Penyelidik Perserikatan Bangsa-Bangsa (PBB) mengatakan negara-negara Barat melanggengkan perang di Yaman selama enam tahun terakhir karena memasok senjata. Mereka juga melanggar hukum internasional.
Di tahun ketiga selama berturut-turut, panel ahli yang ditunjuk PBB menemukan bahwa semua pihak yang terlibat dalam konflik telah melakukan berbagai pelanggaran hak asasi manusia.
Pihak-pihak tersebut termasuk pemerintah Yaman, Houthi yang berpihak pada Iran, Dewan Transisi Selatan yang didukung Emirat, dan koalisi militer yang dipimpin Arab Saudi.
"Yaman tetap menjadi tanah yang tersiksa, dengan rakyatnya yang dirusak dengan cara yang seharusnya mengejutkan hati nurani umat manusia," ujar Ketua Panel, Kamel Jendoubi.
Perang Houthi yang menguasai ibu kota pada 2014 dan koalisi negara-negara Arab untuk menggulingkan pemberontak telah menciptakan sesuatu yang digambarkan PBB sebagai krisis kemanusiaan terburuk di dunia.
Laporan yang mencakup pelanggaran dari Juni 2019 hingga Juni 2020 mendokumentasikan empat serangan udara koalisi atau serangkaian serangan udara.
Mengutip "salah satu serangan udara paling mematikan" tahun ini, panel itu menemukan sekitar 50 warga sipil tewas dan terluka di daerah Al-Hayjah di Provinsi Al-Jawf pada Februari.
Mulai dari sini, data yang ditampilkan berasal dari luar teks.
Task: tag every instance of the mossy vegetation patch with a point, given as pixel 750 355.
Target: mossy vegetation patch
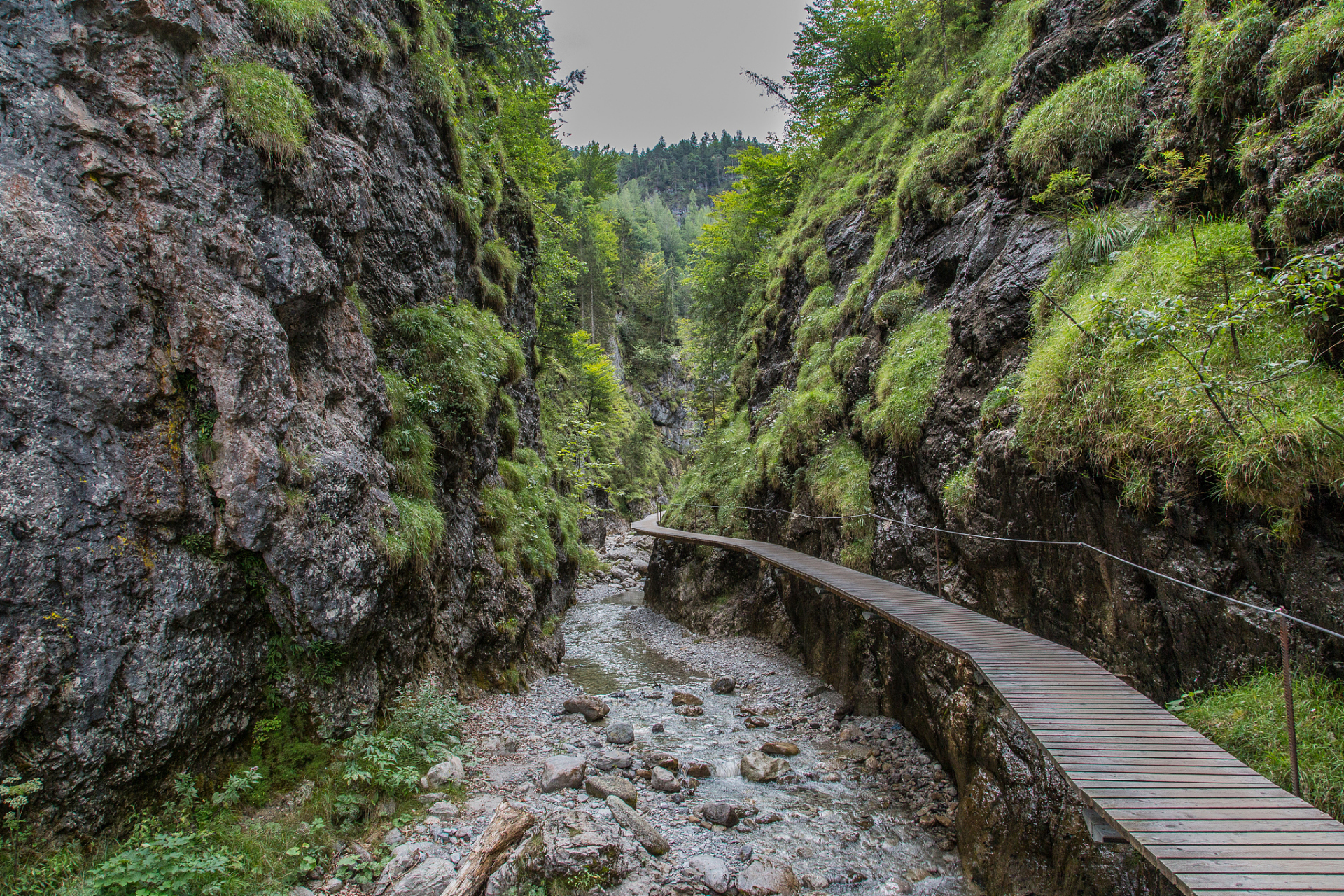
pixel 268 106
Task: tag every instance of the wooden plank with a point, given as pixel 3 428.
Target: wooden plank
pixel 1211 824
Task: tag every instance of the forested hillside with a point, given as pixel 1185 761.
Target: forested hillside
pixel 1054 270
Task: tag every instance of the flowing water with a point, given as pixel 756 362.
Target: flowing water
pixel 857 837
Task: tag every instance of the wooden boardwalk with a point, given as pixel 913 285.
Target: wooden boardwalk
pixel 1209 822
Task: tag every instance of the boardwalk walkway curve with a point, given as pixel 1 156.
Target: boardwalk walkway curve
pixel 1208 821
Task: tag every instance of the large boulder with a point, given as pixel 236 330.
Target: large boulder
pixel 758 767
pixel 780 748
pixel 714 871
pixel 444 773
pixel 416 869
pixel 643 830
pixel 724 814
pixel 592 708
pixel 765 879
pixel 562 771
pixel 604 786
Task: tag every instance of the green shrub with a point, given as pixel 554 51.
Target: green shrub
pixel 521 514
pixel 1078 124
pixel 1312 206
pixel 906 381
pixel 454 359
pixel 1224 54
pixel 1323 131
pixel 407 442
pixel 1126 399
pixel 1247 722
pixel 958 492
pixel 268 106
pixel 930 172
pixel 172 864
pixel 296 19
pixel 1313 49
pixel 419 532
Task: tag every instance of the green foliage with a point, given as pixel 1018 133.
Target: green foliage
pixel 167 864
pixel 1247 722
pixel 296 19
pixel 1323 131
pixel 268 106
pixel 958 492
pixel 1224 54
pixel 422 729
pixel 407 441
pixel 930 171
pixel 1078 124
pixel 454 358
pixel 1310 207
pixel 419 532
pixel 1190 360
pixel 1308 52
pixel 906 382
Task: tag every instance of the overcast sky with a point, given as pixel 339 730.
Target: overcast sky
pixel 671 67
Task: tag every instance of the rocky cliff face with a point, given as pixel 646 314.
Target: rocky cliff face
pixel 192 484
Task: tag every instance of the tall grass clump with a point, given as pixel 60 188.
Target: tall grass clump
pixel 270 109
pixel 454 359
pixel 295 19
pixel 1310 51
pixel 838 480
pixel 1312 206
pixel 420 530
pixel 1077 125
pixel 906 381
pixel 1186 360
pixel 1247 722
pixel 1224 54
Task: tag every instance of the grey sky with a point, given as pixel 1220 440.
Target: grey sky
pixel 671 67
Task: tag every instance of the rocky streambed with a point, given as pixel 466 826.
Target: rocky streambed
pixel 746 774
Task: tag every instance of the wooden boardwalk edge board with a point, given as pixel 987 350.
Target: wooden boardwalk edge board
pixel 1208 821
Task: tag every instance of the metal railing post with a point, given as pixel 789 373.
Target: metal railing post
pixel 1288 703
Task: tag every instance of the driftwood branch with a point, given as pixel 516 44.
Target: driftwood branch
pixel 505 830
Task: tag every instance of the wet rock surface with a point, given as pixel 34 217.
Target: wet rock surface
pixel 831 821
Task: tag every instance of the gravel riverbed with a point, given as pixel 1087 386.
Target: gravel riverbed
pixel 859 808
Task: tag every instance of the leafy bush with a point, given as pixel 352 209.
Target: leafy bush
pixel 1313 204
pixel 1247 722
pixel 906 382
pixel 454 358
pixel 1077 125
pixel 296 19
pixel 1310 50
pixel 175 864
pixel 1224 54
pixel 268 106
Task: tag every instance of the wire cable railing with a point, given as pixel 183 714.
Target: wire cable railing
pixel 1272 612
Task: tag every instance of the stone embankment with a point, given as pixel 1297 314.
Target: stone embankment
pixel 773 786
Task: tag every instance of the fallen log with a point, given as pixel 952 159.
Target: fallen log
pixel 505 828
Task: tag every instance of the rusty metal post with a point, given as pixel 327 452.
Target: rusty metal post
pixel 937 561
pixel 1288 703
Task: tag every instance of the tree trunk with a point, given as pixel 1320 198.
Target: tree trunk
pixel 504 830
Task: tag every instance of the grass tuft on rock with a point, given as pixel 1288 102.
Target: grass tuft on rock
pixel 270 109
pixel 295 19
pixel 1247 722
pixel 1078 125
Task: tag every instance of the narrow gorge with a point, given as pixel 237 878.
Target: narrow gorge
pixel 336 377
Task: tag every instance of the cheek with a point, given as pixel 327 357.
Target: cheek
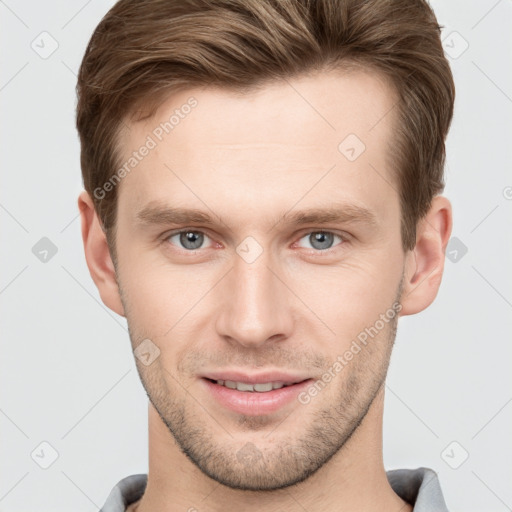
pixel 347 297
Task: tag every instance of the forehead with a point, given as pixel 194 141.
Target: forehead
pixel 280 138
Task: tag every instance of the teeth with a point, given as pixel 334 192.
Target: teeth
pixel 242 386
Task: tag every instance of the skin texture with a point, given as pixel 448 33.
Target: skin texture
pixel 247 160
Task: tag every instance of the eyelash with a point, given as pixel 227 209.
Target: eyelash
pixel 344 239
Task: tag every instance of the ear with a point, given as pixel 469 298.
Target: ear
pixel 97 255
pixel 425 263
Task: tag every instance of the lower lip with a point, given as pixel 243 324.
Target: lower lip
pixel 255 403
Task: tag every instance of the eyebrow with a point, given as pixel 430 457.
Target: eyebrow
pixel 156 213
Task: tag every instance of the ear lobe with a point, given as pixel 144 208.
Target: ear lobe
pixel 97 255
pixel 425 263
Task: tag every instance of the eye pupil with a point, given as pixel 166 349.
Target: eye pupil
pixel 191 239
pixel 321 240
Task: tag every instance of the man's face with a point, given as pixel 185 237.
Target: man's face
pixel 255 290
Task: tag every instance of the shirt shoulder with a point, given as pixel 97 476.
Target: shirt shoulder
pixel 419 487
pixel 126 491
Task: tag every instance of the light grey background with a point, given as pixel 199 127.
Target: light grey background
pixel 67 374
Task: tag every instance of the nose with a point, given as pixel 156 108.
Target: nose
pixel 254 303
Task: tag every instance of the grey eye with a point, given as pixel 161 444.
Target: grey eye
pixel 320 240
pixel 190 240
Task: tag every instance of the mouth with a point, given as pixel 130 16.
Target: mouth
pixel 260 387
pixel 263 397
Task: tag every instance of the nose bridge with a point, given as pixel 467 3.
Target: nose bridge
pixel 254 304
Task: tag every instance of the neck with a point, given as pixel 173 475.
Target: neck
pixel 354 479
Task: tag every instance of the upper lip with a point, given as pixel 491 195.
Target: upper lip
pixel 256 378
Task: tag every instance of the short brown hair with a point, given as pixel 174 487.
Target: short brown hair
pixel 142 50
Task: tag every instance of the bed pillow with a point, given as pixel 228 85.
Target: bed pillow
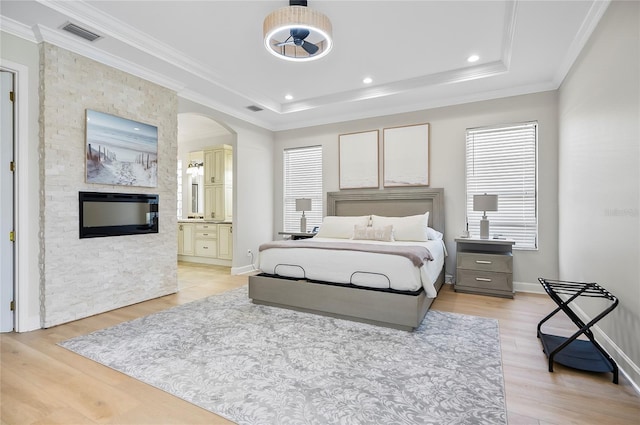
pixel 433 234
pixel 370 233
pixel 410 228
pixel 339 227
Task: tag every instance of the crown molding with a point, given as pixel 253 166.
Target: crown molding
pixel 97 20
pixel 445 77
pixel 207 101
pixel 596 11
pixel 84 48
pixel 107 25
pixel 16 28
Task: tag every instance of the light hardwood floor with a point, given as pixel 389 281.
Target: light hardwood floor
pixel 42 383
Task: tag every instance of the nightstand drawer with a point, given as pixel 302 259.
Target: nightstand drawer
pixel 486 262
pixel 484 280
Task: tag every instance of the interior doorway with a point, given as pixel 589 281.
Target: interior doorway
pixel 7 200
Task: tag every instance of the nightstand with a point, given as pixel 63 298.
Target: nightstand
pixel 484 266
pixel 297 235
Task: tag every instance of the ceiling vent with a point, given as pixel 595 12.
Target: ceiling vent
pixel 80 32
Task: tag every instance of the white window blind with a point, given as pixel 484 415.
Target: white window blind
pixel 503 161
pixel 302 179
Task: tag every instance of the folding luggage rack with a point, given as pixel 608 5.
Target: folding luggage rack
pixel 570 351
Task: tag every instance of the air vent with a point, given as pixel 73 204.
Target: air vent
pixel 80 32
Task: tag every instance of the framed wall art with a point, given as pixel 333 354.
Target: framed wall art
pixel 120 151
pixel 406 155
pixel 358 160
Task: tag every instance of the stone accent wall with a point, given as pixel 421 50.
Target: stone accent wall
pixel 83 277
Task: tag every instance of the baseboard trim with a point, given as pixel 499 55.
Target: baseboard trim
pixel 243 270
pixel 533 288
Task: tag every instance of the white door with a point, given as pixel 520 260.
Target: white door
pixel 6 202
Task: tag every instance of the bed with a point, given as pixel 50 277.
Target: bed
pixel 391 290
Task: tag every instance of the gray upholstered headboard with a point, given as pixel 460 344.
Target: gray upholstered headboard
pixel 389 202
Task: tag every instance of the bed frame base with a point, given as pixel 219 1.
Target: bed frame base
pixel 387 309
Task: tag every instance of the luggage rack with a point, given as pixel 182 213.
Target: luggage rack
pixel 570 351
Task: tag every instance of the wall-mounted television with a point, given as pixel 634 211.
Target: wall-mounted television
pixel 117 214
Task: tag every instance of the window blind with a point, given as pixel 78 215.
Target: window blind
pixel 503 161
pixel 302 179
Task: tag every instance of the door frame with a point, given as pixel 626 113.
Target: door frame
pixel 23 295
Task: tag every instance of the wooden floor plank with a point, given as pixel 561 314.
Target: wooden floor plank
pixel 42 383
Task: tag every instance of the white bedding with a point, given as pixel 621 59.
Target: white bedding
pixel 359 268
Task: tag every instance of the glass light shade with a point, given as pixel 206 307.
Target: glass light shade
pixel 485 202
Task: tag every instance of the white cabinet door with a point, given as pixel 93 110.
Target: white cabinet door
pixel 185 239
pixel 209 167
pixel 225 241
pixel 210 203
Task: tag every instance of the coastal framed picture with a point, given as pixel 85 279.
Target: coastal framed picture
pixel 406 155
pixel 120 151
pixel 358 158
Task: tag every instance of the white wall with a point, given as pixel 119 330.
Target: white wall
pixel 447 159
pixel 252 183
pixel 26 54
pixel 599 188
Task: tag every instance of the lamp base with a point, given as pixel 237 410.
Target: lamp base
pixel 484 228
pixel 303 224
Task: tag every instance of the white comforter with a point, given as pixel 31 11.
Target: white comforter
pixel 372 270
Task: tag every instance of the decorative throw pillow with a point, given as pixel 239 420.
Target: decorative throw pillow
pixel 410 228
pixel 384 233
pixel 340 227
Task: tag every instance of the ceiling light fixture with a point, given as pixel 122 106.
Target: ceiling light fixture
pixel 297 33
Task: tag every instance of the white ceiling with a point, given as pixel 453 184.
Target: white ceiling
pixel 212 52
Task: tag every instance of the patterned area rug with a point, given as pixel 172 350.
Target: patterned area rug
pixel 264 365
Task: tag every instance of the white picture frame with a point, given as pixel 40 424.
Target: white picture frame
pixel 358 160
pixel 406 155
pixel 120 151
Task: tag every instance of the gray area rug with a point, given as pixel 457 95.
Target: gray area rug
pixel 264 365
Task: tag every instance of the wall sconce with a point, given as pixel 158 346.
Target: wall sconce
pixel 485 203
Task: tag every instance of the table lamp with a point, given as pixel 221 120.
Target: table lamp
pixel 303 204
pixel 485 203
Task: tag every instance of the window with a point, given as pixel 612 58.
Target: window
pixel 503 161
pixel 302 179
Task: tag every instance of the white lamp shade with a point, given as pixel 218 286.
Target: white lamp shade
pixel 485 202
pixel 303 204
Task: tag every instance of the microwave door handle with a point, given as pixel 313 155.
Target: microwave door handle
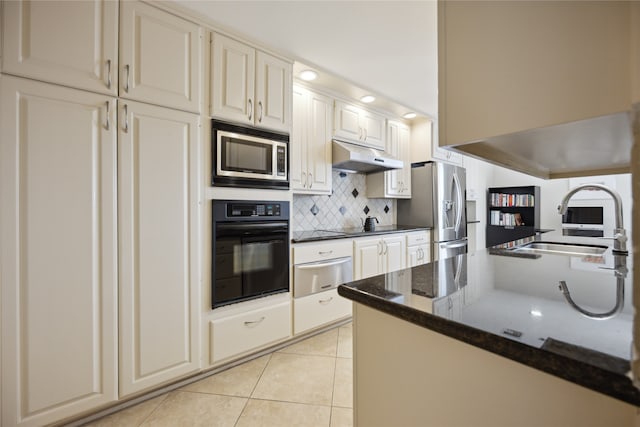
pixel 458 202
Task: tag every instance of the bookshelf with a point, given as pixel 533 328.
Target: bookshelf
pixel 512 213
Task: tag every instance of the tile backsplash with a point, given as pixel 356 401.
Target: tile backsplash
pixel 345 208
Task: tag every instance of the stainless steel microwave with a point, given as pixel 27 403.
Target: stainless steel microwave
pixel 249 157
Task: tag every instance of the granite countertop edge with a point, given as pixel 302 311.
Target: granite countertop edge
pixel 613 381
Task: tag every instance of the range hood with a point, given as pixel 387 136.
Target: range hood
pixel 354 158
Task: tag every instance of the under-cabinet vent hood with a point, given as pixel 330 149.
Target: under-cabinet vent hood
pixel 354 158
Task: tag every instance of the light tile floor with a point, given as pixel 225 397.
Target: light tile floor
pixel 309 383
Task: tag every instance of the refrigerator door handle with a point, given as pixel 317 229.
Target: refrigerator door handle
pixel 458 203
pixel 454 245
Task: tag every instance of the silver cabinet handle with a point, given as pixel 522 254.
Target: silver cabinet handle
pixel 126 118
pixel 107 124
pixel 322 264
pixel 108 74
pixel 252 323
pixel 126 81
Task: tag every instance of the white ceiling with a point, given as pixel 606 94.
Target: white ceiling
pixel 386 47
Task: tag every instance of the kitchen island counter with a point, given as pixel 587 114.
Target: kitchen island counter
pixel 509 304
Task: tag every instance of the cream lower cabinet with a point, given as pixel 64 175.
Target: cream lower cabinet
pixel 418 248
pixel 158 238
pixel 58 251
pixel 310 165
pixel 66 42
pixel 378 255
pixel 160 57
pixel 249 331
pixel 319 309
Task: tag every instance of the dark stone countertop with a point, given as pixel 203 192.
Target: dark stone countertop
pixel 510 304
pixel 343 233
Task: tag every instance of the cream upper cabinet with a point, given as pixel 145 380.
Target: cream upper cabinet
pixel 395 183
pixel 66 42
pixel 249 86
pixel 359 125
pixel 310 147
pixel 158 234
pixel 58 251
pixel 377 255
pixel 159 57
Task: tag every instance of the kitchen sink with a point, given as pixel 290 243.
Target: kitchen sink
pixel 571 249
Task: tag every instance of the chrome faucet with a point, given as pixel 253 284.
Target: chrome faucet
pixel 619 233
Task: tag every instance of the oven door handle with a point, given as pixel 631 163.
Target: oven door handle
pixel 253 228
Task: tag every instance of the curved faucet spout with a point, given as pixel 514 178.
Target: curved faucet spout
pixel 619 233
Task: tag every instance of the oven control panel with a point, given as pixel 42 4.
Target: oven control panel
pixel 253 209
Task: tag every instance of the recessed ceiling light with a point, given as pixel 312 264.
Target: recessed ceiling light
pixel 308 75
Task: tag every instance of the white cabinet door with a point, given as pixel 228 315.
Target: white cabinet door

Mengutip Al Monitor, laporan itu juga menyebut Amerika Serikat, Kanada, Prancis, Inggris Raya, dan Iran berperan atas "dukungan mereka kepada pihak-pihak yang berkonflik termasuk melalui transfer senjata, sehingga membantu melanggengkan konflik".
ADVERTISEMENT
SCROLL TO CONTINUE WITH CONTENT
Dalam konferensi pers, profesor hukum dari panel tersebut, Ardi Imseis, mengumumkan bahwa Kanada ditambahkan dalam daftar negara karena meningkatnya penjualan senjata tahun lalu.
Rekaman serangan lintas batas terhadap pasukan Saudi yang dirilis tahun lalu oleh Houthi memperlihatkan kendaraan lapis baja ringan buatan Kanada yang tampaknya sudah rusak.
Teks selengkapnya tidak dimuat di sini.